Another dystopian game to consider at this year’s E3 was “Horizon: Zero Dawn.” In this title, animals have been displaced by, or transformed into, machinoid creatures. Meanwhile, human society has devolved to a prehistoric state. During the demo, gameplay opened with Aloy rushing to save the survivors of an attack from some mechanical animals. She takes down a group of these hostile robot creatures, then loots their bodies for electrical materials, which she needs to create new weapons, armor, and the like. A future like this seems possible only in a world where humans have become so bent on technological advancement that they have left behind the other things necessary for civilization and thereby brought about its downfall.

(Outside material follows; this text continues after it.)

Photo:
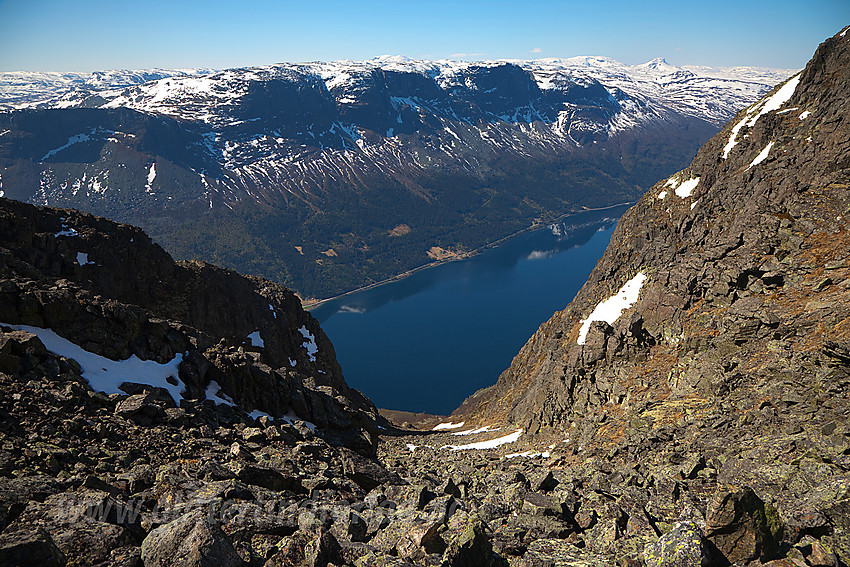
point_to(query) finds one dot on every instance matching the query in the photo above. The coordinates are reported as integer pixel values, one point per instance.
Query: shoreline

Of course, it’s not hard to imagine that such a world might be the one in which we live now. We probably won’t be hunting electric buffalos and scavenging their internal components anytime soon, but don’t we already, in some ways, live in a world where some people need devices more than they need flesh and blood?

Perhaps the most disturbing and believable example of dystopian stories at E3 was the newest installment in the Deus Ex series, “Deus Ex: Mankind Divided.” This game takes place in a world where humans and mechanically augmented humans—augs—live at odds with one another. The divide between these two classes of human comes after the “Aug Incident,” an event in which, similar to “Detroit,” augmented humans became violent as the result of a conspiratorial sabotage to their systems.

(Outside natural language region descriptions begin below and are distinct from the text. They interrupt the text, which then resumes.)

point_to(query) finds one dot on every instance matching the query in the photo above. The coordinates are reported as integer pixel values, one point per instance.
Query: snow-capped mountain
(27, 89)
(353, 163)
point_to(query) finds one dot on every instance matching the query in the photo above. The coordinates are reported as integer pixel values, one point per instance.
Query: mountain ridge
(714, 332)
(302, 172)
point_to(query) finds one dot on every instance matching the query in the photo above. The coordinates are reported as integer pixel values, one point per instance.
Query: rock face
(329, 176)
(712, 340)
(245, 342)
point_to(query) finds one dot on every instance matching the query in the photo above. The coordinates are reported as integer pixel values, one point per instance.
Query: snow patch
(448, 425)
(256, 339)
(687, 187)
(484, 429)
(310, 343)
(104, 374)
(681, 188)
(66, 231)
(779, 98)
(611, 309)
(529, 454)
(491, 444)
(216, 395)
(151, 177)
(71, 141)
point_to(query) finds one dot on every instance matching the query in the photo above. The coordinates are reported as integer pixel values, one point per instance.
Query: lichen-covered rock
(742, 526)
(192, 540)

In the resulting “mechanical apartheid,” augs and normal humans are forcibly segregated from one another. Augs must show their papers to law enforcement at checkpoints and may only enter public areas, such as the subway system, from the designated aug entrance. Augs, even those who are innocent, face harassment and discrimination from normal humans while out and about on the streets. Although the specifics may seem far-fetched, the emotional quality of this narrative is more than believable; it is already represented throughout human history.

Are these games an indication of the current state of affairs? Certainly. Art in any form reflects society. These most recent submissions suggest that if we continue to advance technologically without straightening out morally or socially, we’re going to have a bad time. You can see it happening right now: At the same time that people in modern society diverge further from one another along political, social, and economic lines, technology plays an increasingly important role in our lives, sometimes aiding in creating this distance between one another.

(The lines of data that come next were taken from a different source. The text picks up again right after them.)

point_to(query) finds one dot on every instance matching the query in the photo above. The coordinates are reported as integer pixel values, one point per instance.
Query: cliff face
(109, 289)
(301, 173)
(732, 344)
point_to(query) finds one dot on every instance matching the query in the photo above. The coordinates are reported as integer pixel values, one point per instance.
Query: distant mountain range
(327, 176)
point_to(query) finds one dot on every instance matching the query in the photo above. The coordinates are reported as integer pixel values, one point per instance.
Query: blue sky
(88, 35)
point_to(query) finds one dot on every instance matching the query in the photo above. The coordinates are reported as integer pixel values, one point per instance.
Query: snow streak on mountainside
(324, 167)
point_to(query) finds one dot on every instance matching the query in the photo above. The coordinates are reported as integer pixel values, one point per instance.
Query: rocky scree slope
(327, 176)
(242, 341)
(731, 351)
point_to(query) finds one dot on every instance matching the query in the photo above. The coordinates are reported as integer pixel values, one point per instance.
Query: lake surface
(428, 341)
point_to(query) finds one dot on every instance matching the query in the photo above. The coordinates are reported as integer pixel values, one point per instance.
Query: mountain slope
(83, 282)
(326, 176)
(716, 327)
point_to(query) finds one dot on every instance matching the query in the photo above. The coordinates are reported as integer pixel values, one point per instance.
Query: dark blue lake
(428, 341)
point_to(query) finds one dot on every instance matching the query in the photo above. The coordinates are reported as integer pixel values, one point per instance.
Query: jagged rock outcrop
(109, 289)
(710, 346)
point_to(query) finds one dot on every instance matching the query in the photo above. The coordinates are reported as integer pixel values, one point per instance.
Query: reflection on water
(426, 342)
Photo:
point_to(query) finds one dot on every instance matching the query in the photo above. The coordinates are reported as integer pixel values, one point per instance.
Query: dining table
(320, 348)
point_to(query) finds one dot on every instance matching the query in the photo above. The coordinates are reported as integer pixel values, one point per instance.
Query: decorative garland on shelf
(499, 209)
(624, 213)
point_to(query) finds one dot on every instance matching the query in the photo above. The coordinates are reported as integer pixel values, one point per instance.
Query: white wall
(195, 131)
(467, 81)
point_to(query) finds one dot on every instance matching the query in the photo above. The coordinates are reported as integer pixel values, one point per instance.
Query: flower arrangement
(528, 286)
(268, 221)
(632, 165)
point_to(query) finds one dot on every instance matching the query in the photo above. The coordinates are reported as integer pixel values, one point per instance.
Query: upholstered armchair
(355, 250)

I’m not suggesting technology is the root of all evil. It is a tool, and like most tools, the outcome of its use depends on what it’s used for, and in conjunction with what. People cannot rely exclusively on material advancement, lest they get torn down by the ramifications of greed. The bottom line is that even as we amass more material success, this doesn’t guarantee world peace and happiness, and many of us know this on some level. Thus, the prevalence of games set in dystopian futuristic worlds, in which technology is more powerful than man, likely reflects a collective uneasiness about our own uncertain future.